Bargie spoke about Jammeh as an ex-president for the first time and said that he was looking forward to a possible military intervention.


"If our brothers are sent here, we will welcome them with a cup of tea," he said. The people around him cheered.


"This is definitely good news, thank God," said a man nearby. "A peaceful solution is, in my opinion, the best," he added.


Just a few hundred yards away, Jammeh had been fighting to hold onto power. In December 2016, he surprisingly lost the presidential election despite years of intimidating the opposition and massive human rights violations. At first he accepted the result and congratulated the winner, Adama Barrow. But a few days later he called for new elections based on claims of irregularities and insisted that a decision must come from the supreme court of the country.


However, the court had only one judge, who was unable to decide alone, after Jammeh fired all the other judges over the last years. Jammeh was planning to stay in office until Nigeria and Sierra Leone could send judges, which would only possible in May, at the earliest.


Shrinking circle of friends


So Jammeh continued to push his luck, declaring a state of emergency and dissolving his cabinet. Many observers believed he wanted to negotiate a better amnesty deal for himself, and above all for his confidants from ECOWAS. But his circle of friends was getting smaller and smaller. Several ministers had already thrown in the towel, as well as his vice-president and his lawyer.


He had also long since lost support from abroad. His counterparts at ECOWAS were almost all long-time opposition leaders who had been democratically elected, including Mohammadu Buhari in Nigeria, Alassane Ouattara in the Ivory Coast, Macky Sal in Senegal and Nana Akufo-Addo in Ghana. His fate was most likely sealed when he broadcast a private phone call with ECOWAS Chairperson, Liberian President Ellen Johnson Sirleaf, on state TV. His last supporters were Mauretania's Mohammed Ould Abdel Aziz, who also gained power through a coup, and Guinea's Alpha Conde, one of the few critics of  military involvement in The Gambia.


The red carpet


At 4:00 pm the next deadline had passed. At Banjul airport, the military orchestra stood up, the presidents of Guinea and Mauritania were expected. On the other side of the airport, the last tourists boarded two Thomas Cook planes for their flights back home. Thousands of tourists had been flown out over the last few days, basically decimating the local tourism industry overnight.

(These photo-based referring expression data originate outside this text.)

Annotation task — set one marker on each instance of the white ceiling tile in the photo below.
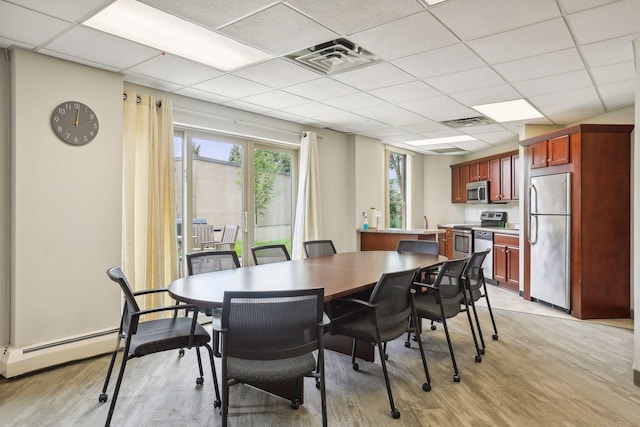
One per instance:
(347, 17)
(201, 94)
(562, 61)
(550, 84)
(277, 73)
(439, 62)
(618, 95)
(587, 25)
(101, 48)
(406, 36)
(150, 82)
(548, 36)
(174, 69)
(313, 110)
(405, 92)
(614, 73)
(374, 76)
(209, 13)
(276, 99)
(41, 29)
(354, 101)
(232, 86)
(320, 89)
(477, 78)
(472, 19)
(279, 29)
(573, 6)
(608, 51)
(486, 95)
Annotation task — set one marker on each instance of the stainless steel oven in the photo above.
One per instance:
(462, 242)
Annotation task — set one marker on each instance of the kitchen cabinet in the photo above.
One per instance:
(459, 179)
(479, 171)
(506, 259)
(552, 152)
(501, 179)
(598, 159)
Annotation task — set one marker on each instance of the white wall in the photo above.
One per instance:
(65, 211)
(5, 179)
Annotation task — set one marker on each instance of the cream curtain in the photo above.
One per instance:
(149, 224)
(308, 224)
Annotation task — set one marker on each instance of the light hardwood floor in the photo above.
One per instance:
(543, 371)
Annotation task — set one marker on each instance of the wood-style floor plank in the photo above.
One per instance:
(543, 371)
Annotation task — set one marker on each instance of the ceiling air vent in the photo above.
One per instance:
(469, 122)
(448, 150)
(334, 57)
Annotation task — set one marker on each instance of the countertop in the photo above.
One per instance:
(500, 230)
(401, 231)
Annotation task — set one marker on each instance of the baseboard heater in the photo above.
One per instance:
(68, 341)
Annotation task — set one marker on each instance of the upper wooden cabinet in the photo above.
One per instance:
(551, 152)
(459, 179)
(479, 171)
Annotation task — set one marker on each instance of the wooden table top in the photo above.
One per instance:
(340, 275)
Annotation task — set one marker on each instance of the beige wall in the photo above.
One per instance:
(5, 196)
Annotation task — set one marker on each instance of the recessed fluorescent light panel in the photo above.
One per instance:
(445, 140)
(149, 26)
(509, 111)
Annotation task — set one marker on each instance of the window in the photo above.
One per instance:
(397, 189)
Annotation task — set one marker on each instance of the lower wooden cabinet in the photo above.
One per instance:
(506, 261)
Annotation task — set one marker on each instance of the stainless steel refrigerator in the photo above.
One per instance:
(550, 239)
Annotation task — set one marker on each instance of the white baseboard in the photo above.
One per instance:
(21, 360)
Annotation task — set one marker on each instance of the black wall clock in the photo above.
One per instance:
(74, 123)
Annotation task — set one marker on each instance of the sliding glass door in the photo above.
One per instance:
(215, 188)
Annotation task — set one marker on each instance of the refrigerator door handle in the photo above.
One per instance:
(532, 215)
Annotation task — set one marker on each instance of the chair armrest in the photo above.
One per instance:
(149, 291)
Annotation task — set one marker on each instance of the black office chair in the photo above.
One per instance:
(206, 262)
(314, 248)
(270, 337)
(153, 336)
(445, 299)
(268, 254)
(383, 318)
(476, 288)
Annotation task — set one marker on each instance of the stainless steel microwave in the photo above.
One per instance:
(478, 192)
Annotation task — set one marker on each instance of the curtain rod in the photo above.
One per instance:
(138, 100)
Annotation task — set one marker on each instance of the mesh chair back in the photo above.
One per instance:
(430, 247)
(473, 273)
(272, 325)
(269, 253)
(129, 327)
(315, 248)
(391, 295)
(449, 281)
(205, 262)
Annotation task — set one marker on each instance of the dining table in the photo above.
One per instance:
(340, 275)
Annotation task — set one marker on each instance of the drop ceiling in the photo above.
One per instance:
(571, 59)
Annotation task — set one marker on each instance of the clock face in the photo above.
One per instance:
(74, 123)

The musicians held their instruments at the ready, but only two Guinean diplomatic vehicles appeared, then luggage was unloaded from a private plane. The plane flew off empty, soldiers rolled up the the red carpet again and the band packed up. Yet, Jammeh still remained in the country.


Night fell as the final details were negotiated. Rolls Royces commuted back and forth between the State House and a local hotel. Shortly after 2 am, Jammeh delivered a speech on state television. It would be his last. Bloodshed would not be necessary, he said.


The streets of Banjul remained quiet, with no celebrations. The Gambia is exhausted after the long period of uncertainty and tension. Many Gambians want to save their celebrations for when Jammeh is out of the country and President Adama Barrow returns to The Gambia.